In the ensuing chaos (have you ever tried to stand up while wearing
a JMC-issue spacesuit?), tempers had become somewhat frayed. Keto
had ended up storming off to find some kind of weapon with which to
remove the tongues, heads or preferably multiple limbs from Cleavage
and L'Ontar, and had only been distracted by a somewhat garbled
message from Holly saying something about Dictator Keto being
requisitioned once in the merry bay.
After several moments worried thought, Keto hazarded a guess that
this translated to Doctor Keto being required at once in the medibay,
and made his way with all due haste (i.e. a relaxed pace without much
worry) towards the room itself.
When the doors slid back, the sight that greeted him was partly
welcome, partly unwelcome. Welcome because, for once, his medibay
was being used as it had been intended to be used. Unwelcome because
that involved saving the lives of Dean Thomas and Alota Chrysler. It
could only have been made worse had it been Jay.
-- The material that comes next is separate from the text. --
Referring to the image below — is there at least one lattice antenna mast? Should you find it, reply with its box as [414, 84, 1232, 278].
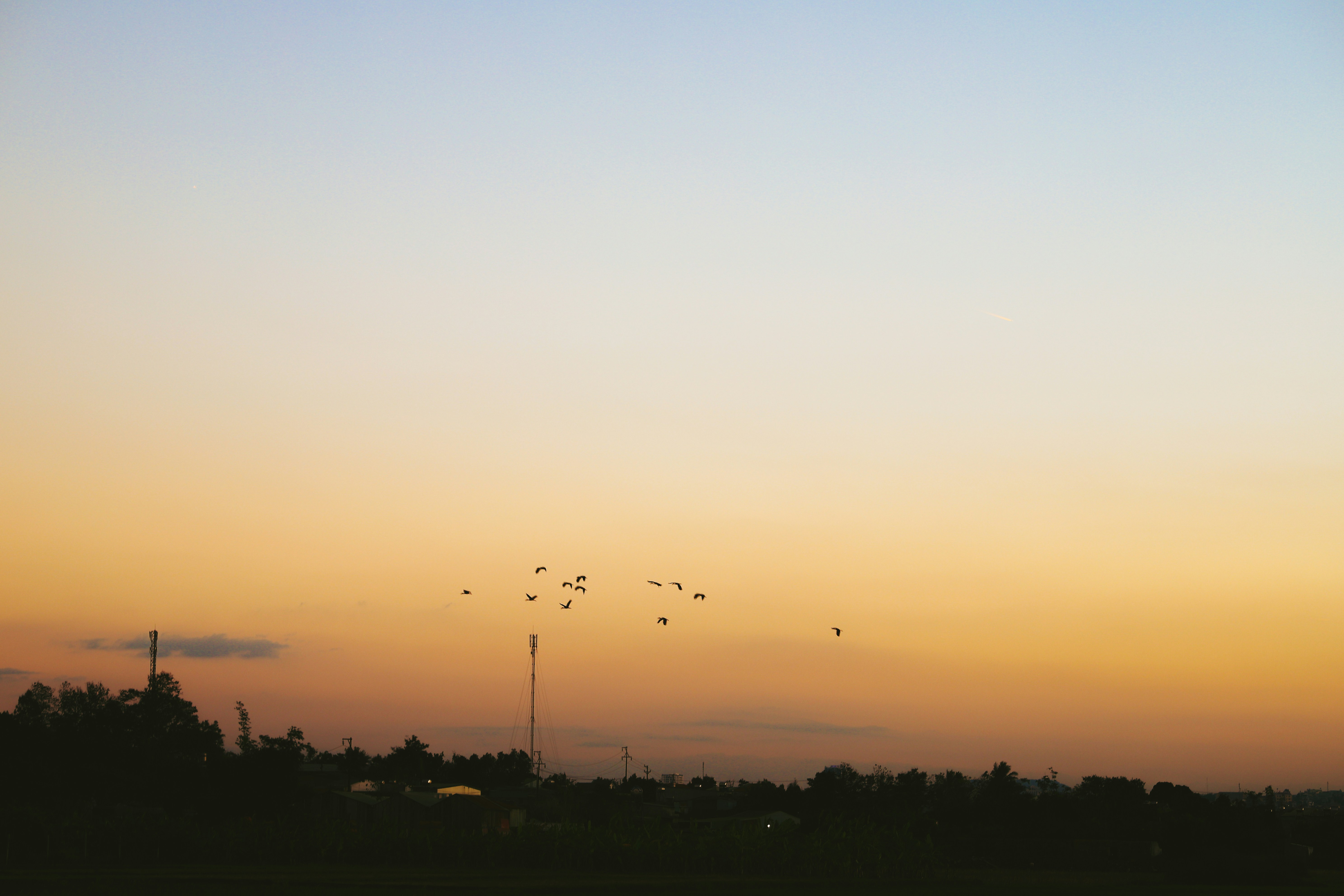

"What're their situations?" asked Keto of Wildflower and the Tree,
who were dashing between the patients with remarkable efficiency
(though rather more twigs than were strictly necessary).
"Alota's stable, but comatose," replied Wildflower, "Dean's got a
broken arm, several strained muscles, a dislocated shoulder and a
trapped nerve in his upper spine. He's also been muttering about
toasties while unconscious."
"We can assume he hasn't been brain damaged, then," murmured
Keto, "No more than usual, I mean. You say Chrysler's stable?"
"Yes."
"What happened to her?"
"She had an anvil dropped on her head by the Easter Bunny."
There was a long pause, in which Keto glared at Wildflower for a
few moments and she stared back. Finally, Keto spoke.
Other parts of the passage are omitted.